Temukan faktanya dalam artikel berikut ini! 


Tahun lalu, GLITZMEDIA berkesempatan untuk melakukan siaran Instagram Live bersama dengan Lex dePraxis seorang Relationship Coach sekaligus pendiri dari kelascinta.com. Topik pembahasan di hari itu, adalah soal: Solusi #TetapWaras dan Tambah Mesra Bersama Pasangan Selama #dirumahaja.


Hmmm, siapa di antara kamu yang mengakui bahwa selama pandemi corona ini, tingkat konflik yang terjadi di dalam hubungan kamu dan pasangan justru meningkat? Bahkan, mereka yang belum menikahpun, rentan terhadap kandasnya hubungan yang ia jalankan dengan pasangannya.

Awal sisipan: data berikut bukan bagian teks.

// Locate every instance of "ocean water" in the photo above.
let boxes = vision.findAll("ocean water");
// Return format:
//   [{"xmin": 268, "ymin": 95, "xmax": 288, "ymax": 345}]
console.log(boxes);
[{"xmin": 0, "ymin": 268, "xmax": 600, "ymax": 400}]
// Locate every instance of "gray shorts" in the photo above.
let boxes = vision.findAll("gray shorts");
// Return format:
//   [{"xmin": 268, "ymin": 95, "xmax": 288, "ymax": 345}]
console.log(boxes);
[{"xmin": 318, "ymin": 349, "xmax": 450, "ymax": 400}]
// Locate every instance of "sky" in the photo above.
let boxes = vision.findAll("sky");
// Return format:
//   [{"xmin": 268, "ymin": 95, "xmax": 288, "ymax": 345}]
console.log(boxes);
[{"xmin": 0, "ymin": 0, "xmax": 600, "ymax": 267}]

Melansir dari theguardian.com, selama pandemi corona ini bahkan ada sebuah istilah baru soal hubungan muncul. Yakni zumping. Zumping adalah fenomena putus cinta yang terjadi via aplikasi Zoom.


Bayangkan, bahwa ternyata pandemi corona ini tidak hanya mengganggu keuangan serta emosi dalam diri, tetapi juga hubungan yang kamu bina.


Terkait dengan hal tersebut, Coach Lex menjelaskan bahwa sebetulnya, konflik meningkat selama karantina karena pandemi adalah hal yang wajar. Mengingat, intensitas pertemuan di dalam rumah yang mungkin dulu hanya beberapa jam sekarang menjadi 24 x 7.


“Contoh nih, saya kalau makan berantakan sedangkan pasangan saya kalau makan bersih. Kalau hari-hari biasa kan mungkin pasangan saya menganggap itu sebagai angin lalu karena ia akan keluar rumah untuk bekerja atau aktivitas lainnya. Sedangkan kalau sekarang kan tidak. Setiap hari ia akan melihat saya makan berantakan. Sehingga perasaan kesal itu menumpuk dan bisa meledak tanpa disadari,” tuturnya.

(BACA JUGA: Rekomendasi Sex Toys untuk Kamu yang Ingin Mencoba Hal Baru) 




Coach Lex juga memberikan beberapa tips penyelesaian masalah yang bisa dilakukan untuk setiap pasangan, jika tiba-tiba hubungannya renggang selama di rumah saja. Beberapa tips yang diberikan oleh Coach Lex, mengundang sebuah pertanyaan:


“Apakah menyelesaikan konflik lewat hubungan seksual adalah tepat? Lantaran banyak sekali istilah dalam hubungan bahwa masalah apapun pasti akan selesai dengan seks.”


“Setuju jika konteksnya adalah meredakan emosi. Karena tidak bisa dipungkiri, bahwa hubungan seksual itu enak. Apalagi kalau saat berhubungan seks, kedua belah pihak sama-sama orgasme. Itu pasti akan rileks sekali. Tapi, konfliknya atau perbedaan yang kemudian menciptakan konflik di antara kamu dengan pasangan, tetap ada di sana,” ujar Coach Lex.


“Contoh kaya yang tadi sudah saya sebutkan, saya itu kalau makan berantakan. Sedangkan pasangan saya bersih. Masalah ini kan tidak luput hanya karena hubungan seksual. Sebelum, saat, atau setelah berhubungan seks saya tetap orang yang jorok dan pasangan saya tetap orang yang bersih.”


“Jadi, apakah hubungan seks bisa menyelesaikan konflik jawabannya adalah tidak. Tetapi, lewat hubungan seksual kamu bisa meredakan emosi saat konflik. Sehingga mungkin, bila setelah melakukan hubungan seks kamu dan pasangan ingin membahas masalah yang ada, bisa dilakukan dengan kepala dingin.”